Na era do mp3 apenas os "dinossauros" se lembravam do áudio em formato de cartucho magnético! Mas nesse cemitério de decibéis e carcaças de Citroëns, Amis e Dyanes, que agora enferrujavam na sombra de bólides teutónicos, daqueles que passam a abrir na circular, refulgia um retrovisor para um passado em kodachrome. Uma reminiscência para um cândido imaginário desses dias em que tudo estava bem arrumado. Cada necessidade tinha a sua prateleira e, numa simplicidade garrida, recolhia-se instantaneamente a dose requerida à joie de vivre. Mas, na estrada das nossas vidas, sabia que seguimos destinos divergentes e não há fio de ariadne que nos leve de volta ao tempo que ficou suspenso numa ilusão de óptica reflectida num espelho em que os imaginários Citroën Dyane, e outros ícones, cintilam sob o sol da nossa infância. Reflectia sobre isso e colocou na net um postal com um link para o vídeo que talvez a reportasse àquela matinée que recordara num Domingo pardacento e sem história. Mas ela apenas clicou "Gosto" e escreveu "LOL". Ele que não conhecia o acrónimo googlou o mesmo e obteve uma desconcertante resposta. Resolveu "skipar" a mesma e "deletar" a sua existência no facebook. Após várias tentativas falhadas, percebeu que esse era um calvário virtual e sabendo do fetiche conventual dela logo a imaginou a ter fantasias eróticas profanando o confessionário e temeu pelas suas carnes. Damn ! E não conseguia mesmo eliminar a sua id. do facebook.

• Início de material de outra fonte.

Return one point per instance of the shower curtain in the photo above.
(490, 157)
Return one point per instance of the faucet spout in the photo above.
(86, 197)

Na cabine do tempo, numa mélange de desejo e nostalgia, foi transportado para a tal matinée efervescente em que lhe pagaram o bilhete para a função de "pau-de-cabeleira". O filme era viril e destilava óleos ao rugir de rpm´s acima da "red-line". Era fita máscula e embrulhada em cabedal. Untada com graxa q.b. e cromados reluzentes que reflectiam ondas da paixão, consumadas no capô da corruptela de uma mulholland drive, ou difusas no "backseat" de uma estate station wagon "Americana".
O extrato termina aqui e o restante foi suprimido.